De Nederlandse regering heeft de opkomstplicht in 1970 afgeschaft. Een reden daarvoor was dat de plicht moeilijk te handhaven was. Een andere reden was dat de regering ervan uitging dat kiesgerechtigden toch wel gingen stemmen. Nog een reden voor afschaffen was dat mensen door de verplichting juist tegenzin kregen om te gaan stemmen. Ruim vijftig jaar na de afschaffing pleiten de Belgische politicus Calvo en politicoloog Otjes voor een herinvoering van de opkomstplicht in Nederland. Deze opgave gaat over een opkomstplicht voor politieke verkiezingen.

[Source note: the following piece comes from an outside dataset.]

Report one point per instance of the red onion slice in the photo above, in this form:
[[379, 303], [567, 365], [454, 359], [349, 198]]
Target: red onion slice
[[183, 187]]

In figuur 2 staan de opkomstpercentages tijdens nationale verkiezingen in Nederland en in België van de afgelopen eeuw.
figuur 2
Opkomst bij nationale verkiezingen in Nederland en in België, in percentages (1921-2021)
Toelichting
In de figuur staan de percentages van de opkomst van kiesgerechtigden tijdens de verkiezingen voor de Tweede Kamer in Nederland en tijdens de verkiezingen voor de Kamer van Volksvertegenwoordigers in België. In België geldt een opkomstplicht met het risico op een geldboete. In Nederland is de opkomstplicht in 1970 afgeschaft.
Gebruik figuur 2.
Formuleer een hypothese over de opkomstplicht die ondersteund kan worden met de gegevens in figuur 2.